Several updates also focused on platforms where active sessions carry substantial value, including Discord, Steam, Riot Games, and Telegram-linked environments. Combined with cookie collection and restore functionality, the campaign increasingly appeared designed not just to steal credentials, but to preserve and operationalize authenticated access itself.

Password Managers Become High-Value Targets

The most significant late-stage evolution observed in the campaign involved password-manager-related collection. By April 2026, the operator was advertising support tied to Bitwarden, 1Password, LastPass, and IndexedDB browser storage.

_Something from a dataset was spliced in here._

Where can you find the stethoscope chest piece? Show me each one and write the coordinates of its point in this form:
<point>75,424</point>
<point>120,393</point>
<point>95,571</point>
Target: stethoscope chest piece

Password managers increasingly represent concentrated stores of valuable credentials and authentication material.

The references to IndexedDB are especially relevant because modern browser applications and extensions frequently use local browser storage mechanisms to retain application data and session information.
The posts do not prove successful vault decryption or direct password-manager compromise by themselves.

However, they clearly demonstrate that REMUS development was moving toward browser-side storage collection associated with password-management ecosystems.

The Operational Maturity Behind REMUS

The underground activity also demonstrates how modern MaaS ecosystems increasingly resemble legitimate software businesses.

Across the analyzed posts, the operator repeatedly published versioned updates, bug fixes, feature expansions, troubleshooting improvements, statistics enhancements, and operational visibility refinements.

Several posts also implied a multi-operator environment through references to workers, statistics dashboards, management visibility, loader monitoring, and log categorization. This operational structure aligns closely with broader MaaS trends where malware developers increasingly separate development, infrastructure, delivery, and monetization into specialized roles.

Final Thoughts

The REMUS campaign offers a revealing look into how modern infostealer operations are evolving far beyond simple credential theft.

Over just a few months, the underground activity analyzed by Flare analysts showed a clear transition from basic malware promotion into the development of a structured MaaS ecosystem focused on operational reliability, session persistence, and scalable data collection.

Perhaps most notably, the campaign highlighted the growing importance of authenticated sessions and browser-side authentication artifacts within the underground economy. The repeated emphasis on token restoration, proxy-assisted session recovery, and password-manager-related collection reflects a broader shift in cybercrime operations away from simply stealing passwords and toward maintaining direct access to already-authenticated environments.

The findings reinforce an increasingly important reality: infostealers are rapidly evolving into mature operational platforms that support persistence, automation, and long-term monetization workflows. As these ecosystems continue to professionalize, understanding how threat actors operationalize and commercialize malware may become just as important as analyzing the malware itself.